Europe relinquenda est !
Par Philippe Germain
Dans l’ombre d’un Occident-Atlantique qui s’est délité sous les coups de boutoir de Donald Trump, la France, par réflexe,semble fidèle à l’Europe, mais c’est une fidélité qui tourne son regard vers la porte. La France se détache lentement du grand mirage européen, qu’elle peine de plus en plus à reconnaître comme sien. Cette fidélité à l’idéalisme démocrate-chrétien s’essouffle, se fissure et, dans un éclat de lucidité douloureuse, se transforme en rejet. Rejet de l’Europe réelle, déconnectée des réalités.
C’est dans ce climat de malaise que les sondages de septembre 2025 viennent déposer leur vérité crue, leur verdict impitoyable. 30% des Français se disent désormais prêts à quitter l’Union européenne. 30% favorables au Frexit. 30% ! Mais ce chiffre, aussi frappant soit-il, n’est que l’écume d’une réalité plus profonde. Car cette fracture, ce rejet, est plus large, plus intense qu’on ne le croit. Il est comme une mer calme, en apparence tranquille, sous laquelle se cachent des icebergs invisibles, prêts à briser tout sur leur passage. Le pays réel, las de porter le fardeau d’un projet euro-impérialiste au profit de l’Allemagne est en train de se réveiller, de se dresser contre l’ordre technocratique.
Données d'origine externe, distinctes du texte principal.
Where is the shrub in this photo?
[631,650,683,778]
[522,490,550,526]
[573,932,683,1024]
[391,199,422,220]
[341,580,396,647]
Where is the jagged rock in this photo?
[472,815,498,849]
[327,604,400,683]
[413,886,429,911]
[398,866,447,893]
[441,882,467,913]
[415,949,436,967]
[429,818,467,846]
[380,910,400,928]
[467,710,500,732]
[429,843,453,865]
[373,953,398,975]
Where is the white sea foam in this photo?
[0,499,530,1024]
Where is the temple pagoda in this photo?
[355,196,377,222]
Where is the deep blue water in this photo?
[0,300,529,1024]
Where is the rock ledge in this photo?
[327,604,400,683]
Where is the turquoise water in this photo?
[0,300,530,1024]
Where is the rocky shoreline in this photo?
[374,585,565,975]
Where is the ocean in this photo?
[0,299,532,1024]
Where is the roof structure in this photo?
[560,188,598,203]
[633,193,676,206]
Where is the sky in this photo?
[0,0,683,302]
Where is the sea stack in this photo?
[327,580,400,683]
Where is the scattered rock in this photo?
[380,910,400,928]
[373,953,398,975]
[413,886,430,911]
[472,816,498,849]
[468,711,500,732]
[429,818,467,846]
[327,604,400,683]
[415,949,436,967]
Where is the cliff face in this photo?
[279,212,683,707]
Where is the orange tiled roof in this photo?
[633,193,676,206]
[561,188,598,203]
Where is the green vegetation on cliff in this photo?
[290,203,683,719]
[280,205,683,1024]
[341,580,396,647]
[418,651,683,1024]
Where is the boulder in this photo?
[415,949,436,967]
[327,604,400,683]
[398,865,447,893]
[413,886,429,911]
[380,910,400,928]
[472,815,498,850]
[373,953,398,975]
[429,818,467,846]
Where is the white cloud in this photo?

L’étude menée sur cinq nations européennes, fait ressortir cette singularité française. Le Frexit, ce mot désormais murmuré comme une promesse de retrouver une souveraineté perdue, s’impose comme un espoir de plus en plus populaire. Ce n’est plus une idée marginale. La France, plus que toute autre nation, semble prendre au sérieux l’idée d’un retour à la liberté, à la souveraineté, loin de ce monstre bureaucratique européen. En Espagne, ils ne sont que 11% à envisager une telle issue ; en Allemagne, ils sont 22%. Mais,en France, ce chiffre atteint déjà 30%, et cela traduit bien plus qu’une simple désaffection : c’est une discordance croissante entre un peuple et l’Europe réelle… Une Europe dominée par l’Allemagne.
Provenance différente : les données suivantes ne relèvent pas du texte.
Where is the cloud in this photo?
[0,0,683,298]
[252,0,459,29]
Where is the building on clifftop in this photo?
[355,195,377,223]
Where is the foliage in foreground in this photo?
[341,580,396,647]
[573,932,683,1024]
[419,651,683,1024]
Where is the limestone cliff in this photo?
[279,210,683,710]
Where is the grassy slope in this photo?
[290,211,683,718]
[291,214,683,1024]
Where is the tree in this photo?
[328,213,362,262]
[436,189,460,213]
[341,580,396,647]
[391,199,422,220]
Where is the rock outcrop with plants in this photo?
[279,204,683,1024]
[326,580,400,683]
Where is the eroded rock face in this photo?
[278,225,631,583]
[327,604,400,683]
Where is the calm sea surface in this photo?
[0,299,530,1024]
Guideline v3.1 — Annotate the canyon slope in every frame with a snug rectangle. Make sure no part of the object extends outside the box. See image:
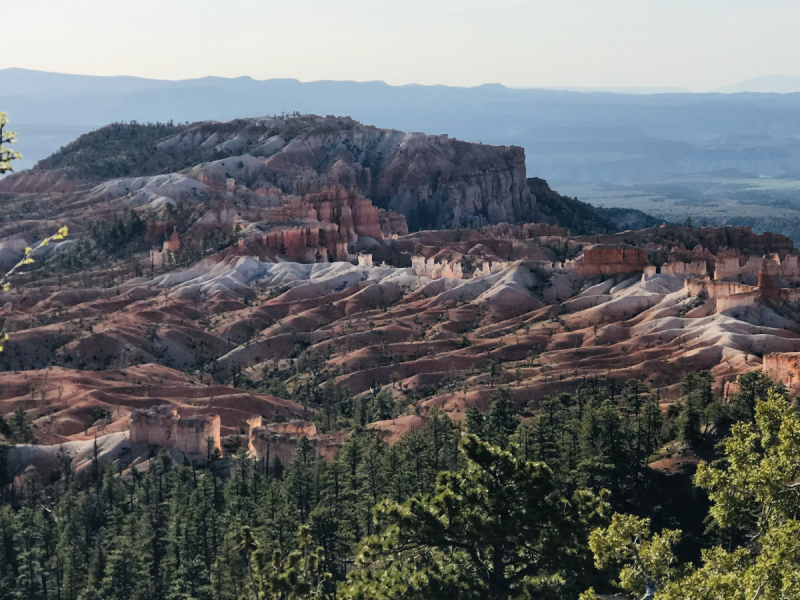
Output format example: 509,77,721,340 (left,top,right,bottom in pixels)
0,116,800,473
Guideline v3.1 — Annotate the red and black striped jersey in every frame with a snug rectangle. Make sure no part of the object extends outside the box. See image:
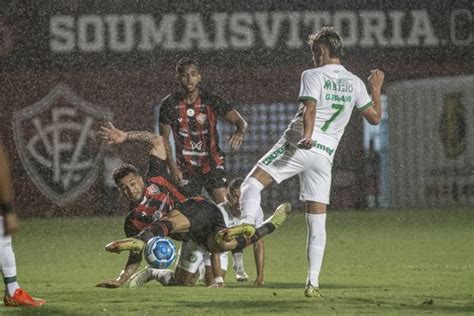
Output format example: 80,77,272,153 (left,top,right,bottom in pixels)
159,91,232,176
124,156,186,237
Ce rejet n’est pas né d’hier. Il est le fruit de décennies de frustrations, d’illusions perdues, de promesses non tenues, de sacrifices inutiles. Les Français, dans leur grande sagesse désabusée, commencent à douter de l’aptitude de l’Europe à défendre ce qui fait leur identité, à défendre ce qu’ils sont. Comment ne pas s’interroger, dans cette époque où le monde semble se déchirer à tous les coins de rue, sur la passivité de l’Europe à laquelle on demande de répondre à la fois aux défis géopolitiques et économiques ? Les interminables négociations menées par Ursula von der Leyen avec un Donald Trump qui ne semble avoir rien à faire del’Européenne décadente ont achevé de désabuser les Français. C’est une indignation amère qui se transforme en un rejet politique. Ainsi, 70% des Français, dans un cri de désespoir, réclament la démission de la présidente de la Commission européenne. Quant à 48% d’entre eux, s’ils devaient continuer à vivre sous la menace d’une Europe qui échoue, une Europe qui trahit, alors le Frexit apparaîtrait comme une solution de dernier recours, un retour à la maison, à la liberté, à la nation.
Les sondages témoignent d’un changement radical des mentalités. En mai 2025, 16% des Français se disaient « en colère » ou « inquiets » vis-à-vis de l’Europe. Ils sont plus nombreux à être animés par la crainte que par l’espoir. Et pourtant, 43% d’entre eux, encore, croient que l’Europe a des effets positifs sur leur quotidien, mais ce chiffre est en déclin constant, comme un dernier éclat des Lumières qui faiblissent. Si un référendum sur la Constitution européenne devait se tenir de nouveau, 56% des Français, en leur âme et conscience, voteraient contre. C’est plus qu’un simple rejet,c’est une rupture avec l’élite européenne, un cri silencieux qui, peut-être, n’attend que la force du vent pour faire éclater les voiles.
Et j’ajoute Europa relinquenda est et, pour cela, rejoindre le combat royaliste.